18 January 2014

Campaign to Return Fallen Marine Peralta's Rifle to US Soil | RallyPoint.com

By Laura Kebede
Copyright 2014 Richmond Times-Dispatch, Va.

RICHMOND, Va. — Almost 10 years after a Marine’s heroic death during some of the Iraq war’s heaviest fighting, a Glen Allen Marine veteran continues to hope the death will be recognized with a Medal of Honor.

William Berry, a longtime Henrico resident who served in the Iraq war, wrote a letter from jail that brought the fallen Marine’s rifle home to be put on display at the National Museum of the Marine Corps.

Berry served as an armorer in Kuwait, Iraq and Japan after joining the Marines in 2003, making sure weapons were fully functioning and ready to go at a moment’s notice.

Occasionally, Berry cleaned weapons of Marines who died in battle, and one in particular stood out — the rifle of Navy Cross recipient Sgt. Rafael Peralta.

Berry had known Peralta, though not well. They were in the same company and briefly served together in Fallujah, Iraq.

“We lost a lot of good people out there,” Berry said.

Berry and another Marine, then-Cpl. Jason Waller, spent two hours at the Marine base in Okinawa, Japan, cleaning blood and shrapnel off the M-16 rifle, damaged from the 2004 grenade explosion in Fallujah that killed Peralta.

The rifle was headed to the National Museum of the Marine Corps for a display to honor Peralta, who covered a live grenade with his body to shield fellow Marines.

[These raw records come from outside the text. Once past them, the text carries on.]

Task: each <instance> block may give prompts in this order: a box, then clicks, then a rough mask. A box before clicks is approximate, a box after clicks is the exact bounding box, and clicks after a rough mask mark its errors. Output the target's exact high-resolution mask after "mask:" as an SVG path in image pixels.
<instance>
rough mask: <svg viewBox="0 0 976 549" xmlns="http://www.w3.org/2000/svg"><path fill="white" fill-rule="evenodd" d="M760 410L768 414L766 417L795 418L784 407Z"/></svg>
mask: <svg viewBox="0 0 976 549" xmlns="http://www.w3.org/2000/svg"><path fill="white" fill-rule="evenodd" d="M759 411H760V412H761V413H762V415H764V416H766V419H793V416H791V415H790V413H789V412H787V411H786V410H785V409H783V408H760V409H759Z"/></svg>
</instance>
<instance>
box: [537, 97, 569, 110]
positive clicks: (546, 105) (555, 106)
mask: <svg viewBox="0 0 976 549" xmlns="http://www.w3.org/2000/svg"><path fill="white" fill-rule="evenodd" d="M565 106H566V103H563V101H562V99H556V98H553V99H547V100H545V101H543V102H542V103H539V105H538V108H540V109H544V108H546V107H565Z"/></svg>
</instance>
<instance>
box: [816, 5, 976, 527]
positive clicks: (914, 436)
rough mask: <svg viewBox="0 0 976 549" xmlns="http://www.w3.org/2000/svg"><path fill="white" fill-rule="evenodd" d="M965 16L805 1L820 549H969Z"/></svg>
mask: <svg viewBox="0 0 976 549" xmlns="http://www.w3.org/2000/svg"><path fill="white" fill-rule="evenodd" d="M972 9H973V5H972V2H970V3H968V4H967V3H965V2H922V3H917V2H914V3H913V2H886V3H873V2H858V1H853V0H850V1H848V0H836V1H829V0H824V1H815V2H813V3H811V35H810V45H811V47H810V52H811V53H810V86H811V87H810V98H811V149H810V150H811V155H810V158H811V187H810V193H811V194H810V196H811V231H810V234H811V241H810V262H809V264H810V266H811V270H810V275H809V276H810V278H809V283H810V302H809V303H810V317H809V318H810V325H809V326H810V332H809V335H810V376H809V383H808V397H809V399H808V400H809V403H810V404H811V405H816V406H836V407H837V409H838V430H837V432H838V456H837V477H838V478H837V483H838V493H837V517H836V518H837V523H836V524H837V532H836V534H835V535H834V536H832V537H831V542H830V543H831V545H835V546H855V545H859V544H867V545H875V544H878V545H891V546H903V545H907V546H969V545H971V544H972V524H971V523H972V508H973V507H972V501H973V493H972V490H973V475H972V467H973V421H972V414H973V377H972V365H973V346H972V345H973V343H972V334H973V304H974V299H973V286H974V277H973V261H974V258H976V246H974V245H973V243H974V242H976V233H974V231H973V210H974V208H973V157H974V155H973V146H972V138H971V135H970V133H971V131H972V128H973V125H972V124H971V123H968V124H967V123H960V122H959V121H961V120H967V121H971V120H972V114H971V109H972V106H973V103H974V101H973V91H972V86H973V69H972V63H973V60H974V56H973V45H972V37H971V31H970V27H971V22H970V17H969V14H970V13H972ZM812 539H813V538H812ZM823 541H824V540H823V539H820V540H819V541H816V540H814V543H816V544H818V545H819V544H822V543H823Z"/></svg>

“He cared about his Marines. His Marines came first. His Marines ate before he ate,” Waller said. “We went the extra mile on his rifle to look presentable as he was as a Marine.”

The battles in Fallujah have been thrust again into the national spotlight following the recent retaking of the city by al-Qaeda-linked militants.

Months after the first battle of Fallujah, U.S. troops and Iraqi forces descended on the city about 45 miles west of Baghdad to regain control, making door-to-door searches to clear the area of insurgents.

Peralta, a Mexican immigrant who enlisted the same day he received his Green Card in 2000, led a door-to-door search on Nov. 15, 2004, and came under fire upon entering the squad’s seventh house of the day.

Peralta, 25, was shot and fell to the ground. After an exchange of fire, insurgents fled the house, throwing a grenade behind them that landed near Peralta’s head.

“Without hesitation and with complete disregard for his own personal safety, Sergeant Peralta reached out and pulled the grenade to his body, absorbing the brunt of the blast and shielding fellow Marines only feet away,” his award citation reads.